In article <cv5hj5$glo$1 digitaldaemon.com>, jicman says...
Greetings D people!

Let us use this sample code:

import std.string;
int main(char[][] args)
{
char[] a = std.string.toString(args.length);
printf(a);
return (0);
}
after a successful compile, a run with different arguments print the weirdest
outcome!  ie.

No arguments:
14:57:36.62>test
123456789

4 arguments:
14:57:38.89>test 0 1 2 3
56789

So, is there an specific way to get the number of arguments given to a program?
I mean, I can get it from this, but I can anyone explain why this is printing
instead of 4?

thanks.

josé


test

Nick <Nick_member pathlink.com> writes:

In article <cv5hj5$glo$1 digitaldaemon.com>, jicman says...
Greetings D people!

Let us use this sample code:

import std.string;
int main(char[][] args)
{
char[] a = std.string.toString(args.length);
printf(a);
return (0);
}

Don't use printf, use writefln. You need to import std.stdio first.

(Then why is printf there you ask?
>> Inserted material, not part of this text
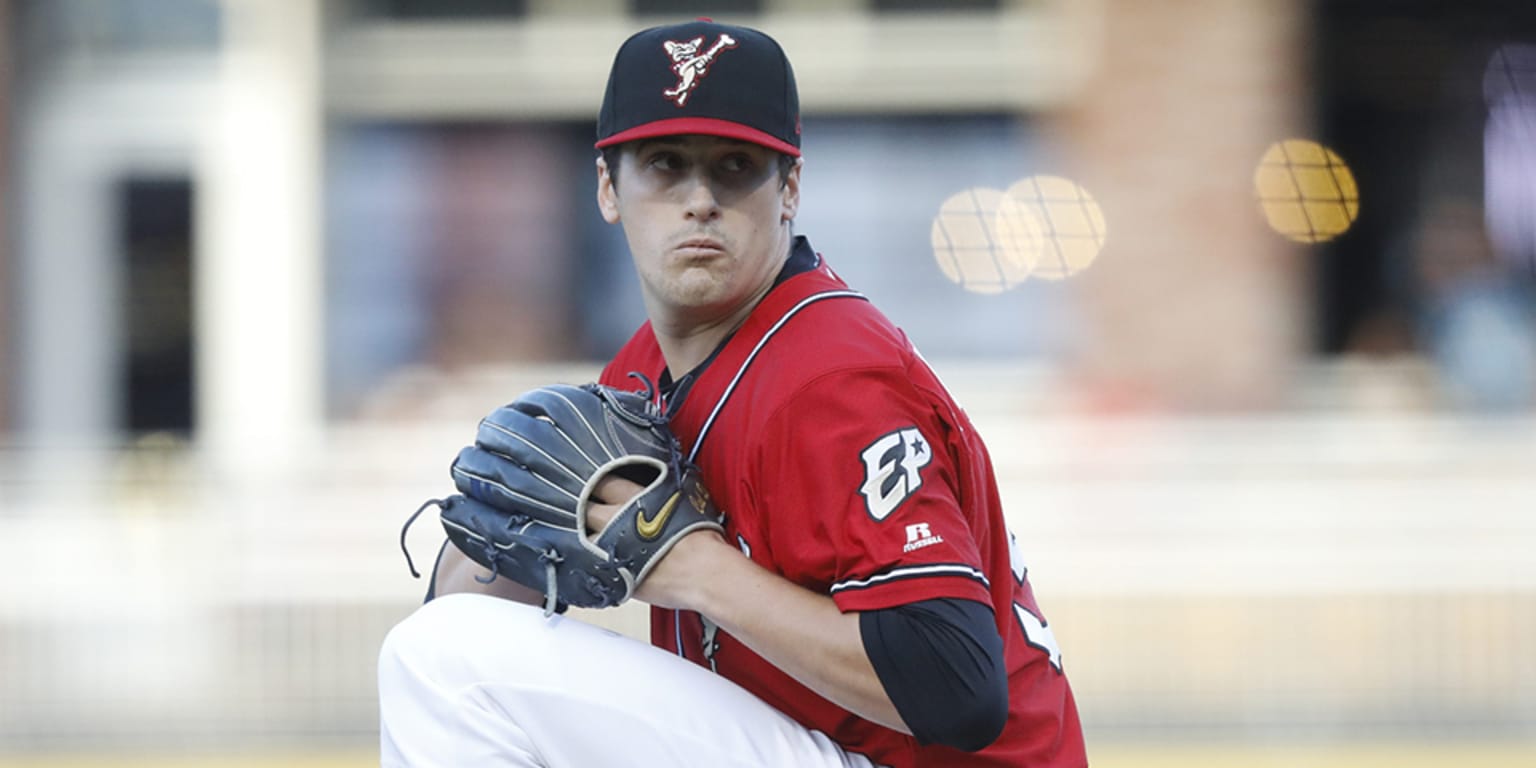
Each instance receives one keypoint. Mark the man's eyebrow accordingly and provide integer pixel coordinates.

Yes it's stupid, and yes we know :)

Nick

"Regan Heath" <regan netwin.co.nz> writes:

On Fri, 18 Feb 2005 20:01:41 +0000 (UTC), jicman  
<jicman_member pathlink.com> wrote:
 Greetings D people!

 Let us use this sample code:

 import std.string;
 int main(char[][] args)
 {
 char[] a = std.string.toString(args.length);
 printf(a);
 return (0);
 }
 after a successful compile, a run with different arguments print the  
 weirdest
 outcome!  ie.

 No arguments:
 14:57:36.62>test
 123456789

 4 arguments:
 14:57:38.89>test 0 1 2 3
 56789

 So, is there an specific way to get the number of arguments given to a  
 program?
 I mean, I can get it from this, but I can anyone explain why this is  
 printing
 instead of 4?

 thanks.

 josé

In case you, or anyone else is interested, the reasons for your results:

1. The toString function is optimised to return a slice of a static  
string, the static string reads "0123456789". In the first case you were  
given a slice from 1 onward, of length 1. In the second you were given a  
slice from 5 onward of length 1.

2. Printf expects a C string, that is a pointer to a bunch of char's  
terminated with a null char, D strings are not null terminated, instead  
they have a length.

3. Static D strings are in fact null terminated, which is why you didn't  
get a bunch of garbage after the 9 in each case.

So, to correctly print a D string using printf you use the method Brad has  
shown, or call toStringz to convert from a D string into a C string (i.e.  
add a null to the string).

Or you can use the method Nick has suggested.

Newcomers to D keep running into this, I suggest we move/remove printf  
 from object.d and force people to import std.c.stdio to get it, then we  
ensure writef is documented (I'd rename std.stdio to std.io also).

Regan